Sales will start this month and be subject to market conditions, the department said today in a statement.
This second report, is in the same line, but is also less worrisome because less likely to happen at the current market top:

24 March (Bloomberg) -- A sale of the British taxpayer’s 65.8 billion-pound ($107 billion) stake in Lloyds Banking Group Plc (LLOY) and Royal Bank of Scotland Group Plc (RBS) is likely to start next year, creating a one-time budget windfall before the next election, according to four people familiar with the talks.
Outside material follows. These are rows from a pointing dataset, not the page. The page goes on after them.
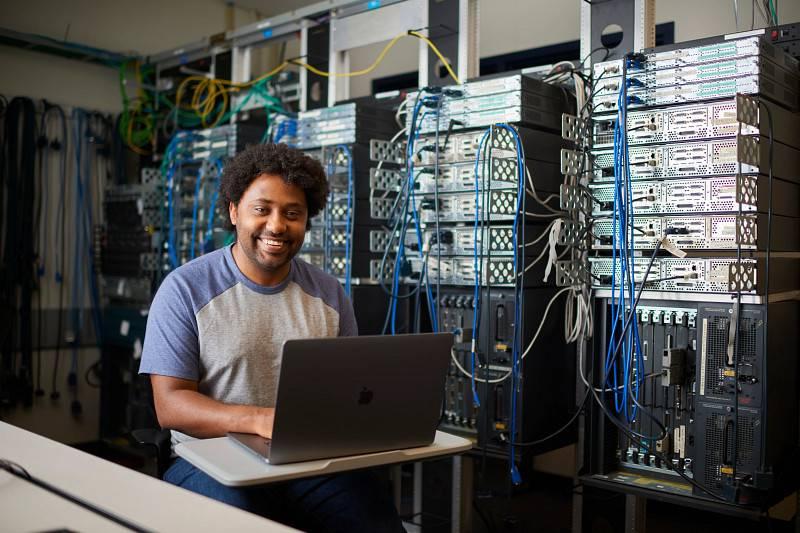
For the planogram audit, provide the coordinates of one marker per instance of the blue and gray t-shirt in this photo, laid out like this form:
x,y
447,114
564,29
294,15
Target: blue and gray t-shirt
x,y
211,324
Lloyds, 41 percent government-owned, will probably be offered to investors first as the London-based bank is better prepared for a sale, said the people, who declined to be identified because the discussions are private and the plans may change. The coalition government would aim to return RBS, 83 percent taxpayer-owned, to majority private ownership by the end of 2014, three of the people said.
So what is it that worry me so much? It's the fact that governments are the worst "investors" you can think of. They never make a profit, and are 100% wrong when timing the market. Yet, if we were at a major top, it would mean that the US Treasury — and to a lesser extent, the UK government — are actually timing their selling very well. So is it possible that we are actually not at a top, and that yet another higher one is coming? How likely would that scenario be? This is an open question, and I would like to hear your opinion.

3 comments:

Anonymous said...

Please read this article by Don Swenson.
"Mark to Market – what does this mean for future trends?"
http://kingdomecon.wordpress.com/2011/03/25/mark-to-market-what-does-this-mean-for-future-trends/?source=patrick.net#post-563

It simple to understand. I have to say, that although you do a good job by posting the "deflation" argument by many of whom I respect and follow my self, this guy does it best in explaining it to the "laymen" and I hope "the EXPERTS".
I mean.... it's as simple as he describes it.
At least ONE of many examples of why DEFLATION is coming!!
No?
To me?... This logical argument has eluded many many well respected economist.
So please read the article.
DEFLATION IS COMING!!!!!!

Dean said...

Hey I'm "Anonymous".
The one who sent you the Don Swenson article.
I would have liked to e-mail you this article but could not find a way.
I try to keep up with the "deflation/inflation" debate on a daily basis and I sometimes find really good articles, audio and video's that you may like.
I'd send them to you if you would like?
Regardless... keep it up! Many of us count and rely on you!
Good job Bro!

pej said...

Hi Dean,

Thanks a lot for the link and for offering to send more links and videos. Please just post them as a comment to the latest post on the blog, and I will go through them. Generally speaking, I do monitor comments on my blog and hence read all of them — I don't have too many for now :-)

Every help in trying to re-educate people, who have been brainwashed by 70 years of government propaganda and Keynesianism is very welcome.